Maridan-Gyres

Maridan-Gyres

Atelier 3 - 2020 - sujet 3

 

 
 

« En 5 lettres, espace réservé à chaque participant d’un salon ou d’une foire.» Marguerite mordille son crayon, réfléchit, complète les cases du mot «stand» , quand soudain le lampadaire au dessus de son fauteuil s’éteint :

 

«Ah mince ! L’ampoule est grillée ! Pas sûre d’en avoir une d’avance pour la remplacer...»

 

Marguerite pose ses mots fléchés, remonte sur son front ses lunettes « pour voir de près » et tire sur les accoudoirs du fauteuil pour s’en extraire, en trois reptations de son encombrant fessier.

Dans la pénombre, elle plonge la main dans le tiroir du buffet, à la recherche de l’objet électrique dont elle a un impératif besoin si elle ne veut pas passer sa soirée dans le noir.

 

« Ah, j’en ai une !»

 

Marguerite tire une chaise sous le plafonnier et pose un pied dessus pour monter. Mais la deuxième jambe refuse de décoller du sol pour rejoindre la première. Marguerite tente un petit sursaut en prenant appui sur le haut dossier de la chaise, mais non... encore une fois, l’énormité de son derrière pèse trop lourd à soulever.

 

« Pourtant, il va bien falloir que je grimpe sur cette chaise, bon sang !»

 

Sans se décourager, Marguerite pèse de tout son poids sur la jambe déjà placée sur la chaise, elle se hausse du talon,prend de petits élans, tente de sautiller du pied gauche... Elle ahane, elle souffle, elle rouspète, elle commence à transpirer.

 

La chaise glisse un peu sur le parquet en bois précieux bien ciré de Marguerite. Zut! Ca va faire une rayure ! Et ce n’est pas avec sa maigre pension de retraite que Marguerite peut se payer une femme de ménage pour entretenir son intérieur.

 

Avec une détermination accrue par l’urgente nécessité de remplacer cette ampoule électrique, Marguerite se hisse de toute la force de ses bras , et la voilà enfin perchée.

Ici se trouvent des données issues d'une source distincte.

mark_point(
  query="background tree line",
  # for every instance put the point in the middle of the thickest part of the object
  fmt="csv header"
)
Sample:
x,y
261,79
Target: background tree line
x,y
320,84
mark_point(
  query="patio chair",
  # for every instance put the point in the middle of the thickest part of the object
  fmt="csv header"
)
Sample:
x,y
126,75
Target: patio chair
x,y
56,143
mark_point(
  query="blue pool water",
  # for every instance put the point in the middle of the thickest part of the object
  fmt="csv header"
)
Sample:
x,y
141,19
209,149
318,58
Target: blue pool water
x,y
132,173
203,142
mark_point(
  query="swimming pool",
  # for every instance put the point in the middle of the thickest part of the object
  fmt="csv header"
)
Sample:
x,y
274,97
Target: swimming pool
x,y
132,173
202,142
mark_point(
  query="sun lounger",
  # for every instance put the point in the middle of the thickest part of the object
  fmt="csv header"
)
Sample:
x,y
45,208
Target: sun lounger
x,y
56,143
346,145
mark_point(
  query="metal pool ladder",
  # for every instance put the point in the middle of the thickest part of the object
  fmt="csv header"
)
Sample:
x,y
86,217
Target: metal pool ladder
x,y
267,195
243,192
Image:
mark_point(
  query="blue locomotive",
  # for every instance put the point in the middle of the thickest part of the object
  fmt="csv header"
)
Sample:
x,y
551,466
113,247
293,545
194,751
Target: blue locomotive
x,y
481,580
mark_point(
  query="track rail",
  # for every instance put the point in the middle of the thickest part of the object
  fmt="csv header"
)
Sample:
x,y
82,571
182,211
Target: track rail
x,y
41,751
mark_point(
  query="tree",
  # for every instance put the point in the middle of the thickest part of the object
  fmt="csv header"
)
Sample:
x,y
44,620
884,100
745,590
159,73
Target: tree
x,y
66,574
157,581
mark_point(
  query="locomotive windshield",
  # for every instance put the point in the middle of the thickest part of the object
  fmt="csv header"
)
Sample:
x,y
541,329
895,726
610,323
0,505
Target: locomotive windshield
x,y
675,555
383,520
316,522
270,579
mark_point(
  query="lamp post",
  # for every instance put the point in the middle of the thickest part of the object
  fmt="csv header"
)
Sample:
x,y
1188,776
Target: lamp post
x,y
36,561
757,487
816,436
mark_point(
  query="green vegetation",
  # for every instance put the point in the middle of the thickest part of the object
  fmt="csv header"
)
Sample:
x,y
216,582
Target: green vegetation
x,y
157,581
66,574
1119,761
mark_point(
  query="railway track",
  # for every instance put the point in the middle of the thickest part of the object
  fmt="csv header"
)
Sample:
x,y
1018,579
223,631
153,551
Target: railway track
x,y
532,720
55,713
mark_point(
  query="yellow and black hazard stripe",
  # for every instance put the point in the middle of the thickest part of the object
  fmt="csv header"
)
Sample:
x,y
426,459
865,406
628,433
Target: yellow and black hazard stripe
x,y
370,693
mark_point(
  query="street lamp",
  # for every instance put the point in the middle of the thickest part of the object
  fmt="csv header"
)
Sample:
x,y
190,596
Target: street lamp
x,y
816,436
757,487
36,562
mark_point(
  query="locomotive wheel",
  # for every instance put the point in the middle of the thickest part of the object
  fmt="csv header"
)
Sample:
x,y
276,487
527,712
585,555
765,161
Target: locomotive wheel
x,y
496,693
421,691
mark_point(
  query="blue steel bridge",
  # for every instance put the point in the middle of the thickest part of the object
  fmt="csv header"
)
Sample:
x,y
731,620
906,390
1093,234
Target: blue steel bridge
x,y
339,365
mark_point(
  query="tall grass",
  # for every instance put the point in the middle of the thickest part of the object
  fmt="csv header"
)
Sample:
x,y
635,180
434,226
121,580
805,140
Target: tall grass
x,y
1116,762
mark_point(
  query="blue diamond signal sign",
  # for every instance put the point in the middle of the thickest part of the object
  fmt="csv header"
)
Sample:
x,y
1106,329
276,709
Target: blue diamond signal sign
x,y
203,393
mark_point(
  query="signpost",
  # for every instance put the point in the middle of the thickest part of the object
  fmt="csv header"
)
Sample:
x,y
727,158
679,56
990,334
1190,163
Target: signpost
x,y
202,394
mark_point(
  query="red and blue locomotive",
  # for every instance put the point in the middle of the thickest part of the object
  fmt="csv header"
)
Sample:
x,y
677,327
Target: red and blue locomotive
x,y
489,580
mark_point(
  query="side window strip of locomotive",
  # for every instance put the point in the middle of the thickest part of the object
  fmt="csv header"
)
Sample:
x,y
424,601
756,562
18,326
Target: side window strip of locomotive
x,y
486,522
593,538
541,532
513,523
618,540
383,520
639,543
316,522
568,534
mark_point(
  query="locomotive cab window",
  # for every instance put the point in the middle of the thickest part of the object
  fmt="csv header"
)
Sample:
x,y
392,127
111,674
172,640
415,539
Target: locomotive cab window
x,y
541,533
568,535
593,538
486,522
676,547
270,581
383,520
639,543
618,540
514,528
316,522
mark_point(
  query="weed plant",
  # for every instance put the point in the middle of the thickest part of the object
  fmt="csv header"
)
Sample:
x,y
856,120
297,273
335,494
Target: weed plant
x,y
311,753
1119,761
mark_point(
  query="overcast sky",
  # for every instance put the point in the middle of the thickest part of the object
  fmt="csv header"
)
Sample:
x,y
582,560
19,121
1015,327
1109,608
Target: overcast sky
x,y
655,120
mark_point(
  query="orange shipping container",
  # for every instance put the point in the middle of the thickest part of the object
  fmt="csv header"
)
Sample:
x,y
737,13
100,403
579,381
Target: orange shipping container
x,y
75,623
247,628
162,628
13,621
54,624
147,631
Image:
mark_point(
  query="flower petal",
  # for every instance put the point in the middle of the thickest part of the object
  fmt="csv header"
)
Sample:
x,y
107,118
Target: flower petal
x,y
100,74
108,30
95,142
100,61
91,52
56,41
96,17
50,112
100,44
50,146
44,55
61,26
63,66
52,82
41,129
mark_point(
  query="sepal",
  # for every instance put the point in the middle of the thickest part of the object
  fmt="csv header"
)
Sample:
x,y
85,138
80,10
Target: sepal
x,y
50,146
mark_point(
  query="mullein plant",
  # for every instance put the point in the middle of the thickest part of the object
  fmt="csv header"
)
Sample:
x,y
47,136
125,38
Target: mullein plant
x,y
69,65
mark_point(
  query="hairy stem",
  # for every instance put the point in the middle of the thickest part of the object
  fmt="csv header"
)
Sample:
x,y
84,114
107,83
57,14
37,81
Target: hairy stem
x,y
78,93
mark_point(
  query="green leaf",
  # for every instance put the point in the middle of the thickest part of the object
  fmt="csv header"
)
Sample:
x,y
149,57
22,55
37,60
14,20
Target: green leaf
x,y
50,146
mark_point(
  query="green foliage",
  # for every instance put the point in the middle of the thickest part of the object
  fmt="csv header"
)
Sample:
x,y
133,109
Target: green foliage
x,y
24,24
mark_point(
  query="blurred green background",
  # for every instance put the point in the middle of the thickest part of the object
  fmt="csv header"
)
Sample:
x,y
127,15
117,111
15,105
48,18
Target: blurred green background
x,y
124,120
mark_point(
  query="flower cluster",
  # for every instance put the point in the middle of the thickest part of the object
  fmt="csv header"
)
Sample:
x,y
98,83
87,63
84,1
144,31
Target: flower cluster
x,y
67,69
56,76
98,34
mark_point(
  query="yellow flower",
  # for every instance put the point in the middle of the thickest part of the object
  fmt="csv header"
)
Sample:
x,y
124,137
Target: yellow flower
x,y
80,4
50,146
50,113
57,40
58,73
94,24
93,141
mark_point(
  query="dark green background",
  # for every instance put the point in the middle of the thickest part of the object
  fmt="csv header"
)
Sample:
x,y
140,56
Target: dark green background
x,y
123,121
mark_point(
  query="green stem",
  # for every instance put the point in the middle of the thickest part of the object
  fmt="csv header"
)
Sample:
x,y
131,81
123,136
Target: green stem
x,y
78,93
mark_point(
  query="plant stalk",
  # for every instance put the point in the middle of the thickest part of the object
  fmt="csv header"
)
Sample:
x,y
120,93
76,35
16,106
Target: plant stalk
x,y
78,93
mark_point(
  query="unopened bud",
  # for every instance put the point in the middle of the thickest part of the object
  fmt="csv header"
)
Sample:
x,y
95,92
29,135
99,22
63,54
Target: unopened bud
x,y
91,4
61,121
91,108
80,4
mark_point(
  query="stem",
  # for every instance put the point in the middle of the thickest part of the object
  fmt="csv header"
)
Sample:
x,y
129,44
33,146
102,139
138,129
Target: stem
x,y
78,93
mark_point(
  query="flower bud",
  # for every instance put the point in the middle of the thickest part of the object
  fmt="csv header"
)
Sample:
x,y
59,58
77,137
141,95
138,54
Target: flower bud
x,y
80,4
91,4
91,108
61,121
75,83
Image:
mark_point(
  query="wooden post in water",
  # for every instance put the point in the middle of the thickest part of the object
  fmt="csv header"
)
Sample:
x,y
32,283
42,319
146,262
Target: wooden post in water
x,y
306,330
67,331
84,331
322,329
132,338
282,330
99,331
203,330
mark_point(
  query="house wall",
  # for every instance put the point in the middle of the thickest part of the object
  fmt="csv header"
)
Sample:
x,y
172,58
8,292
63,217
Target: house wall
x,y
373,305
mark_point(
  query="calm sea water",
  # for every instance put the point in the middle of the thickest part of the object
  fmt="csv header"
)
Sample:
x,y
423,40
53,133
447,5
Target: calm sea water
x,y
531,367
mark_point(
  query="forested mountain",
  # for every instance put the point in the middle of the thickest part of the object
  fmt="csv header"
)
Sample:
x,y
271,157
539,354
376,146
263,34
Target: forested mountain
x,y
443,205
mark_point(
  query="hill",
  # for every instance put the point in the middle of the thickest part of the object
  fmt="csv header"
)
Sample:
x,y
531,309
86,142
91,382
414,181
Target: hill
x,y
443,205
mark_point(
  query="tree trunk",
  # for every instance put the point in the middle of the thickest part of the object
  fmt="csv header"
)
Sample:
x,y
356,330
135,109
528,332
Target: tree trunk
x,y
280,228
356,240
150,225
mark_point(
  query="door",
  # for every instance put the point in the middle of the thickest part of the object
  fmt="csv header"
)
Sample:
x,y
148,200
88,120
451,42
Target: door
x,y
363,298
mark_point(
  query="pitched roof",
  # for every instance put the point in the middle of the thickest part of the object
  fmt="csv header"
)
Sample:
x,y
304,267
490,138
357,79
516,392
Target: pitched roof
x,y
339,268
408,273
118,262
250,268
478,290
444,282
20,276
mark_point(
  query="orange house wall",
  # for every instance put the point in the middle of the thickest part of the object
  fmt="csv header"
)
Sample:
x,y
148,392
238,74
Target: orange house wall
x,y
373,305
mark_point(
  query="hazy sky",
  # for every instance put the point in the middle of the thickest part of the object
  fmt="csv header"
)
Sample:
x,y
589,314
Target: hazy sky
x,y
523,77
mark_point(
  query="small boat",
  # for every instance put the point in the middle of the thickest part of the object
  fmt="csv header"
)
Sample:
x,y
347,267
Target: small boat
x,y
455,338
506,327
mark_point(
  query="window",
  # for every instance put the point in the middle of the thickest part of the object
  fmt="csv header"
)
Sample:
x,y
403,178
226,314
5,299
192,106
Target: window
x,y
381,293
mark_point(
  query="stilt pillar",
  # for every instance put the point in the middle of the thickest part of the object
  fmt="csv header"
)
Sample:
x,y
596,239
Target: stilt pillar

Maintenant, il faut dévisser la douille.

Les bras en l’air, en équilibre instable sur la chaise qui exprime son désaccord sous le quintal de Marguerite par des craquements de mauvais augure, la vieille dame force dans un sens... dans l’autre... Rien à faire, c’est coincé. Et regarder en l’air en renversant la tête lui donne le tournis. Si ça continue, elle va se casser la figure et le col du fémur avec , c’est sûr !

 

Cramponnée de la main gauche au dossier de la chaise, elle tend à nouveau le bras droit vers le plafonnier. Trop loin maintenant ! Les manches courtes de son chemisier lui font des marques rouges sur ses bras tant elle essaie de se distendre pour gagner quelques centimètres. Ni une, ni deux, Marguerite déboutonne son chemisier, le retire avec précaution en écartant légèrement ses pieds pour maintenir son équilibre et le lance sur le canapé voisin.

Maintenant en soutien-gorge, elle se sent tout de même plus à l’aise pour réfléchir à son problème: comment réussir à dévisser cette fichue ampoule ?

 

Afin de gagner encore un peu de hauteur, Marguerite décide de changer de perchoir et d’aller chercher l’escabeau rangé à la cave, mais il faut d’abord descendre de la chaise... Dans quel sens? Agrippée des deux mains au dossier, légèrement penchée en avant et les fesses projetées vers l’arrière, prêtes à faire craquer la jupe, elle soulève la jambe droite. Afin de la rapprocher du sol, il faut plier la jambe gauche. Aïe! Son arthrose du genou lui refuse ce geste. Sauter ? N’y pense même pas, Marguerite !

 

La nuit est complètement tombée à présent et la salle à manger est plongée dans le noir. Marguerite commence à fatiguer. Elle a les jambes qui tremblent un peu, les mains moites et une démangeaison sous le sein gauche qu’elle ne peut pas gratter, au risque de basculer si elle lâche la chaise. Dans son cerveau commence à germer l’idée qu’il se pourrait bien qu’elle soit bloquée sur cette chaise, comme un naufragé sur un radeau au milieu de la mer, pour un bon moment !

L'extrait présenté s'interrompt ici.